With little warning, many companies – including ours – were thrust into a remote-only working environment with the onset of COVID-19 and social distancing. While we are extremely fortunate to work from home fairly seamlessly, it has not been without its challenges. And among those challenges has been keeping employees engaged as effectively as when the team was in the office – especially without a clear end date in sight. Here’s what has worked well so far.

Being human.

These are unprecedented times, where authenticity, flexibility and sincerity are critical in communications and interactions.
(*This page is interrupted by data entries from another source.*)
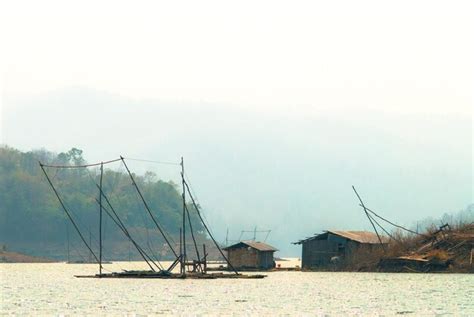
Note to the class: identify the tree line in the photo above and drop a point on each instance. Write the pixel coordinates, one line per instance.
(32, 221)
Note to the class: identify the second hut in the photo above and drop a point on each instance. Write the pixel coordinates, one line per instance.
(251, 255)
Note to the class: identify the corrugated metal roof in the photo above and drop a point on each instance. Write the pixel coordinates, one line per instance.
(260, 246)
(358, 236)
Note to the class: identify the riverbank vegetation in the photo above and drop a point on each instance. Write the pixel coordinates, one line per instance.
(32, 221)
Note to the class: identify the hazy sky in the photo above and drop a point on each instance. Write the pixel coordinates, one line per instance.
(278, 106)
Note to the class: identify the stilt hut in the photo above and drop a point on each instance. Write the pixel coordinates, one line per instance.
(338, 248)
(251, 255)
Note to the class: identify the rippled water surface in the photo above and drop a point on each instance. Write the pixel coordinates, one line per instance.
(52, 289)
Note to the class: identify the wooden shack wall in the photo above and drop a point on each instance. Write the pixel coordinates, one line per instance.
(318, 253)
(250, 258)
(265, 259)
(243, 257)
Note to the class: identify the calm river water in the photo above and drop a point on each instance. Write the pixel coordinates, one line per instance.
(51, 289)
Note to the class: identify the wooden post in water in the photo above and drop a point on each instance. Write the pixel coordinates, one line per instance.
(470, 261)
(184, 217)
(100, 218)
(181, 251)
(205, 257)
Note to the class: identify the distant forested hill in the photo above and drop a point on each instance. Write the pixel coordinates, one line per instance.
(32, 221)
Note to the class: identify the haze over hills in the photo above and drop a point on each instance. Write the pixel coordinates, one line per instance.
(290, 172)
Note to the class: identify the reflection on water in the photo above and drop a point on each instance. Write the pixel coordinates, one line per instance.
(52, 289)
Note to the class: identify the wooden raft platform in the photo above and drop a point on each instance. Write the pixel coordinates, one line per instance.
(166, 275)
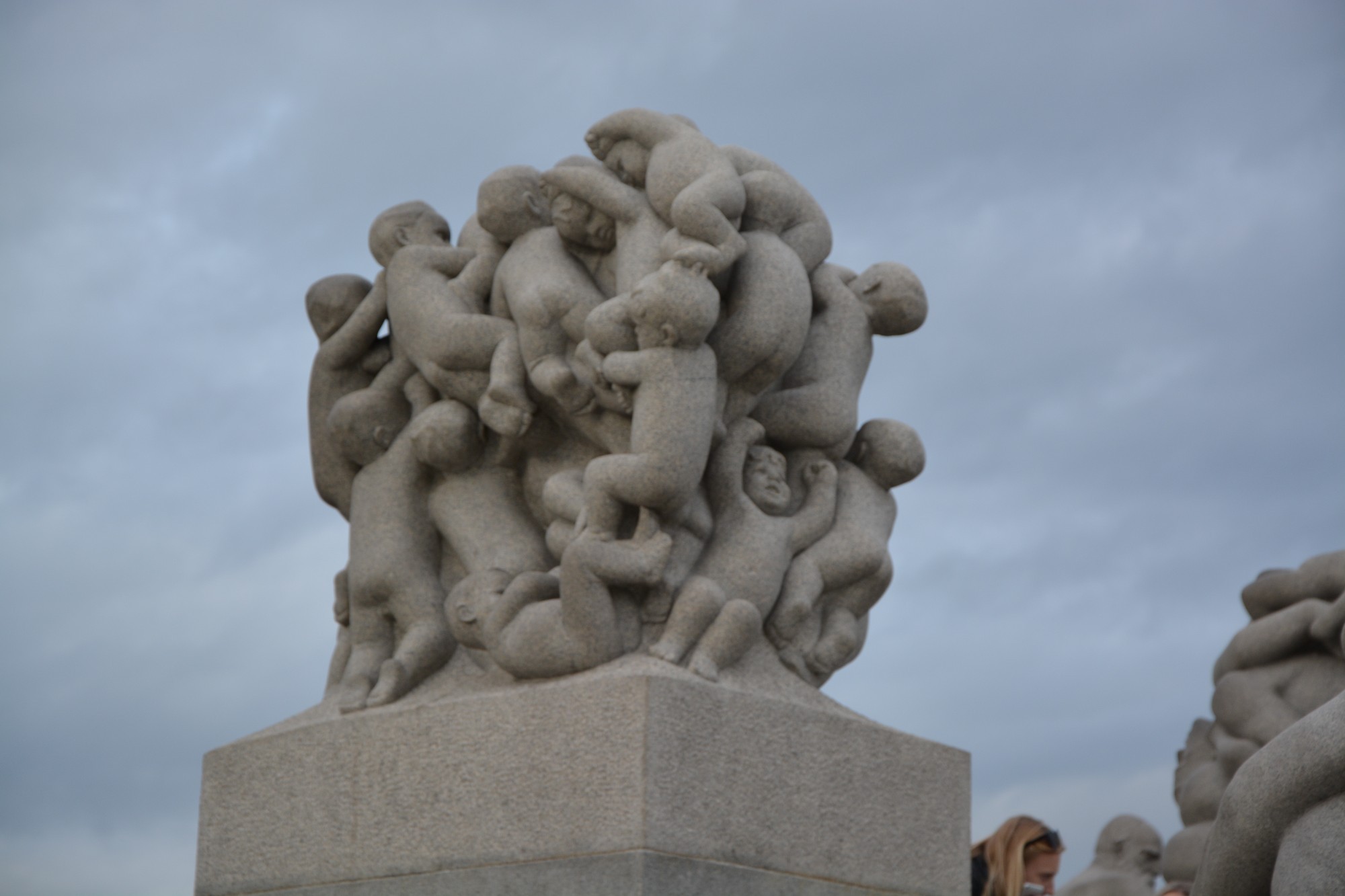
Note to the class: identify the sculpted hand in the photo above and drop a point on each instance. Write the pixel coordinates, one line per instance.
(818, 471)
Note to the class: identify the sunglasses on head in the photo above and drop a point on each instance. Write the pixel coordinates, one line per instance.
(1051, 838)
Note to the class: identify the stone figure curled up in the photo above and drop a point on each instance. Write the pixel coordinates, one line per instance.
(399, 634)
(817, 404)
(439, 326)
(672, 377)
(738, 579)
(691, 182)
(541, 287)
(540, 624)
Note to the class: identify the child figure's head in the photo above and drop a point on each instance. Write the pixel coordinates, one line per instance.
(766, 479)
(333, 300)
(675, 307)
(447, 436)
(629, 161)
(471, 602)
(888, 451)
(894, 296)
(404, 225)
(510, 202)
(367, 421)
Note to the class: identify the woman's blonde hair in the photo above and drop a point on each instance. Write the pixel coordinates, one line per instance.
(1008, 850)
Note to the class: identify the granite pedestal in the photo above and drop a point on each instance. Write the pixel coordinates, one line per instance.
(636, 778)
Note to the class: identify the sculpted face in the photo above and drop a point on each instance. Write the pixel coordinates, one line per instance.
(1043, 869)
(582, 224)
(430, 231)
(629, 161)
(766, 482)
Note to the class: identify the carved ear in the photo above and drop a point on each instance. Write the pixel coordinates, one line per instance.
(535, 204)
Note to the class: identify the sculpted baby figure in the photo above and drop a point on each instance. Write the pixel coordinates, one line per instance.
(540, 284)
(673, 405)
(817, 405)
(738, 579)
(397, 627)
(346, 315)
(640, 231)
(539, 624)
(849, 569)
(438, 325)
(691, 182)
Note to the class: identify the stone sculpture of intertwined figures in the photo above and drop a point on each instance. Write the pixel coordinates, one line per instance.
(619, 416)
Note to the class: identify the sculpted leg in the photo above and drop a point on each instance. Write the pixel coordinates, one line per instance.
(424, 647)
(372, 643)
(728, 638)
(703, 212)
(693, 610)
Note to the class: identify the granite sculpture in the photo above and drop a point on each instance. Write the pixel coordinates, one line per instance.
(613, 524)
(619, 416)
(1125, 861)
(1268, 766)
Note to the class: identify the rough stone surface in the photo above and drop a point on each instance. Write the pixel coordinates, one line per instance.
(1273, 752)
(634, 756)
(613, 522)
(1125, 861)
(619, 416)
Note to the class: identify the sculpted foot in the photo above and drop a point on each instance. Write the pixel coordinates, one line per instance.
(704, 666)
(831, 654)
(786, 620)
(504, 419)
(794, 661)
(353, 696)
(392, 684)
(653, 556)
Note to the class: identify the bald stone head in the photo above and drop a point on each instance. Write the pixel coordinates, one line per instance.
(1130, 844)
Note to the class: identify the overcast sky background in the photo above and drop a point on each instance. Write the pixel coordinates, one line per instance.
(1128, 216)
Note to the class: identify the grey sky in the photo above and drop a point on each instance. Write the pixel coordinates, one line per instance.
(1129, 218)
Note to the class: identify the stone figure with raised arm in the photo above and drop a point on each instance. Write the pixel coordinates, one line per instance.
(691, 182)
(436, 323)
(346, 315)
(845, 573)
(638, 229)
(818, 401)
(738, 579)
(672, 377)
(543, 287)
(539, 624)
(1125, 861)
(779, 204)
(397, 627)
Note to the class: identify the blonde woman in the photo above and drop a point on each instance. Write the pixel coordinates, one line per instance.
(1022, 858)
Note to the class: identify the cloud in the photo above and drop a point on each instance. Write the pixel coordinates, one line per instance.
(1128, 222)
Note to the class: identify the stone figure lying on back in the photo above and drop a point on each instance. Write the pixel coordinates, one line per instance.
(579, 438)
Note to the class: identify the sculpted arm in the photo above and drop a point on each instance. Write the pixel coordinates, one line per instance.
(349, 345)
(1270, 638)
(625, 368)
(447, 260)
(724, 477)
(641, 126)
(599, 188)
(820, 509)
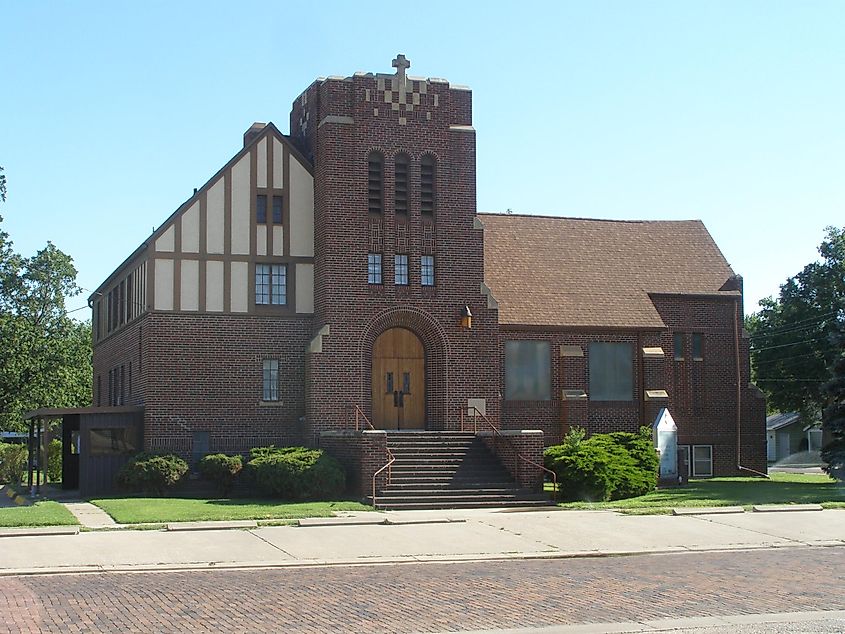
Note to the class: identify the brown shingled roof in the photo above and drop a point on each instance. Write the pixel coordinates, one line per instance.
(580, 272)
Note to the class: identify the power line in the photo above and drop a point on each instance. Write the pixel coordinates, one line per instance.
(784, 345)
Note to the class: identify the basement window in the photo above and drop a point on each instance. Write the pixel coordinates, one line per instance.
(702, 461)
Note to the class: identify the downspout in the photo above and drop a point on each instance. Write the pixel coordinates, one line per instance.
(739, 396)
(641, 377)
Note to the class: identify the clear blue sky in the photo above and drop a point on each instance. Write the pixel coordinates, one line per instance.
(730, 112)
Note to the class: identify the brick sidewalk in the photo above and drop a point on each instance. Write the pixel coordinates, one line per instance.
(429, 597)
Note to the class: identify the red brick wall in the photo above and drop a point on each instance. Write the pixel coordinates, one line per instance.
(702, 394)
(361, 454)
(124, 347)
(514, 449)
(460, 364)
(208, 377)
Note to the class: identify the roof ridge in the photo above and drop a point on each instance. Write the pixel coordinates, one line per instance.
(543, 216)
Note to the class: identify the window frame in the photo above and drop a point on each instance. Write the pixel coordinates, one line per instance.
(541, 388)
(594, 374)
(697, 341)
(274, 278)
(261, 209)
(401, 274)
(375, 269)
(427, 272)
(678, 346)
(693, 461)
(270, 381)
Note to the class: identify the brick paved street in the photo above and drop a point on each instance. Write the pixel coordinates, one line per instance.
(429, 597)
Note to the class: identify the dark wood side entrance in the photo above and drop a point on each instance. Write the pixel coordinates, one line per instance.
(398, 380)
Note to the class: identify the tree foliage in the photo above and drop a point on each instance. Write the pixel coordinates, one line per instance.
(792, 345)
(45, 355)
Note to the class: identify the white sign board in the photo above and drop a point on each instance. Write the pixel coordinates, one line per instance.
(665, 434)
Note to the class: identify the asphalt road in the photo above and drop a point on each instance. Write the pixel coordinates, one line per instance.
(434, 597)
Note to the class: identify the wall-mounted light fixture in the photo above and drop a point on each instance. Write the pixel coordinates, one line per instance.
(466, 318)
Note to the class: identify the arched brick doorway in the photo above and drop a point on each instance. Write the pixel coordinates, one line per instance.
(398, 380)
(435, 381)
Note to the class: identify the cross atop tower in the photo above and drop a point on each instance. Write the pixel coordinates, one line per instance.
(401, 65)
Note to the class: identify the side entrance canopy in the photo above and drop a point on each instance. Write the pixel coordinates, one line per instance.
(96, 443)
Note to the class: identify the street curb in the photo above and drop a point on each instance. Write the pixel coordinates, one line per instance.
(383, 561)
(39, 531)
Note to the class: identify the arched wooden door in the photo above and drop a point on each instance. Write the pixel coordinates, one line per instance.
(398, 380)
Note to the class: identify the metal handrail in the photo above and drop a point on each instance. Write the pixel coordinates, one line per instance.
(499, 434)
(359, 415)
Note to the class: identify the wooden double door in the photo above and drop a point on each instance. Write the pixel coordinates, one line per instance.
(398, 380)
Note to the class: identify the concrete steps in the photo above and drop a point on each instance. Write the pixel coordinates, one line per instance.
(449, 470)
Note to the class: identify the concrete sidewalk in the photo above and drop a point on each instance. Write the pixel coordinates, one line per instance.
(419, 536)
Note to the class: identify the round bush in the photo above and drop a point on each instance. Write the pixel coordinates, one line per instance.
(296, 473)
(221, 470)
(151, 473)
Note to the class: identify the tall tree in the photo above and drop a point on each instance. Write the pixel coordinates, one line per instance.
(834, 413)
(791, 335)
(45, 355)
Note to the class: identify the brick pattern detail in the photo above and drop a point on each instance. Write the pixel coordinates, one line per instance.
(508, 450)
(460, 363)
(702, 394)
(361, 454)
(208, 377)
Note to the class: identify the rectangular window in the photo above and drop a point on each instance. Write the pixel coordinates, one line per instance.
(679, 346)
(697, 346)
(684, 466)
(611, 372)
(400, 275)
(271, 284)
(277, 210)
(374, 268)
(427, 270)
(270, 390)
(702, 461)
(261, 209)
(262, 283)
(278, 284)
(528, 375)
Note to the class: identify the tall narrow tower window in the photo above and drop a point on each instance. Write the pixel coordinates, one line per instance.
(427, 185)
(374, 179)
(403, 187)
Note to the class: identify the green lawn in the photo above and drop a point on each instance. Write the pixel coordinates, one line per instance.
(39, 514)
(158, 510)
(782, 488)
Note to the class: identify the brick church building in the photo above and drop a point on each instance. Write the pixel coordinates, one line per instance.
(339, 279)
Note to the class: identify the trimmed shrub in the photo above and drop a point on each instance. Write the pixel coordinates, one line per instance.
(296, 473)
(605, 466)
(13, 459)
(833, 456)
(221, 470)
(54, 460)
(151, 473)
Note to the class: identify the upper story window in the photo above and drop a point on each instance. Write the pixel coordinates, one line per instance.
(611, 372)
(427, 185)
(270, 380)
(271, 284)
(374, 268)
(375, 178)
(528, 371)
(261, 209)
(402, 183)
(400, 270)
(427, 270)
(277, 210)
(697, 346)
(679, 346)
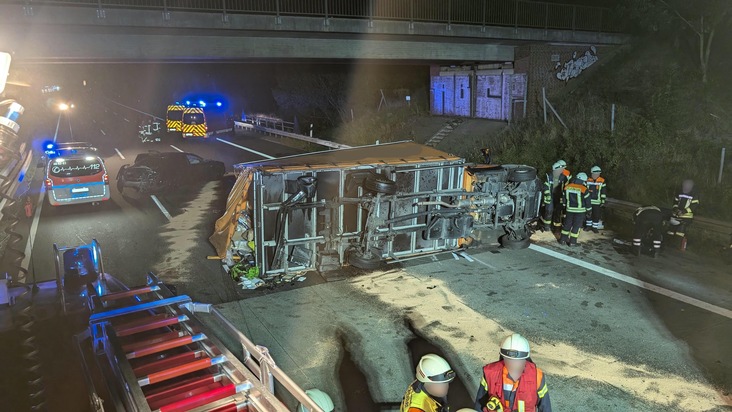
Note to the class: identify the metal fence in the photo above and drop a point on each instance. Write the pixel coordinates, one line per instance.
(511, 13)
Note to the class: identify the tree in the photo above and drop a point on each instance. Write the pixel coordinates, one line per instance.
(704, 18)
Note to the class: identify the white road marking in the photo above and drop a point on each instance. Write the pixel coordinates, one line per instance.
(245, 148)
(161, 207)
(635, 282)
(34, 229)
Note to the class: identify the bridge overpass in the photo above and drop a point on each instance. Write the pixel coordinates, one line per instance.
(434, 31)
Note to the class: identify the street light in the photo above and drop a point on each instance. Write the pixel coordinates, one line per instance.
(63, 107)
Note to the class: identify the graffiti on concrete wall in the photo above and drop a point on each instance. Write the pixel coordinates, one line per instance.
(576, 65)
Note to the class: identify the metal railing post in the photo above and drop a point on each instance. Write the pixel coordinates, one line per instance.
(27, 9)
(166, 13)
(484, 11)
(449, 15)
(411, 15)
(371, 13)
(599, 28)
(101, 13)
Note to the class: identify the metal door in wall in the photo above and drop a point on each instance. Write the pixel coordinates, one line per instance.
(489, 96)
(441, 94)
(462, 96)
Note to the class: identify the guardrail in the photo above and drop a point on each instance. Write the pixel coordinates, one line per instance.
(511, 13)
(245, 126)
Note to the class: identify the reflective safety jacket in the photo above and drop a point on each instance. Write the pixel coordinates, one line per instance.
(685, 204)
(576, 198)
(527, 394)
(597, 190)
(418, 400)
(565, 177)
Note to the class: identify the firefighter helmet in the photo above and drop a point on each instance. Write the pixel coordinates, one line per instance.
(434, 369)
(515, 347)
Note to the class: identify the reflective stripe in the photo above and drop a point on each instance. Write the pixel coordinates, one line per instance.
(542, 392)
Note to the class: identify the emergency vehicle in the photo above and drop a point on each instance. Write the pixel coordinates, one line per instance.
(78, 178)
(174, 116)
(194, 122)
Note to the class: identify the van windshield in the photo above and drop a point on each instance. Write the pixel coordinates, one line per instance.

Colleagues are acknowledging the change, the challenges and the upsides in direct, empathetic and even humorous ways. These moments help the team realize that we are all in this together.

Keeping it constant.

Engagement does not have to be all business, or solely when there are major announcements to make. Whether it’s a weeklong virtual “spirit week” with new activities daily, a funny meme at the end of a long day, or a poll and follow-up content with the results, we look to engage the broader team every day – a reminder that we’re still here (at least virtually).

Leaning into our values.

Our president shared a note about how our values are more important, and relevant, than ever during the office closure. Our values drive our culture, and understanding how they are helping us persevere during this challenging time has been energizing, comforting and unifying.

Giving options.

Everyone has different interests, availabilities and comfort levels in virtual activity participation. Allowing for options enables individuals to engage in ways that enhance their experience working from home, without the participation seeming overbearing. As a few examples, we conduct daily “brain breaks” to supplement the benefits of “water cooler” talk, a weekly happy hour, and opportunities to share different tips and current realities on photo-sharing platforms. There is something for everyone, and team members participate as they see fit.

Making an extra effort.

Having a finger on the pulse of how direct reports and team members are doing is critical, and this takes more effort than walking down the hall or peeking around a corner when working remote. Actions like suggesting a video chat instead of a phone call for a check in or following up with someone we have not heard from recently are worth it to ensure colleagues feel connected and supported.

Getting feedback and adjusting.

We are a month in, and so far, feedback has been largely positive. Understanding what is working (and what isn’t) has helped us lean into what colleagues value most, so we can make this new, albeit temporary, normal as positive an experience as possible.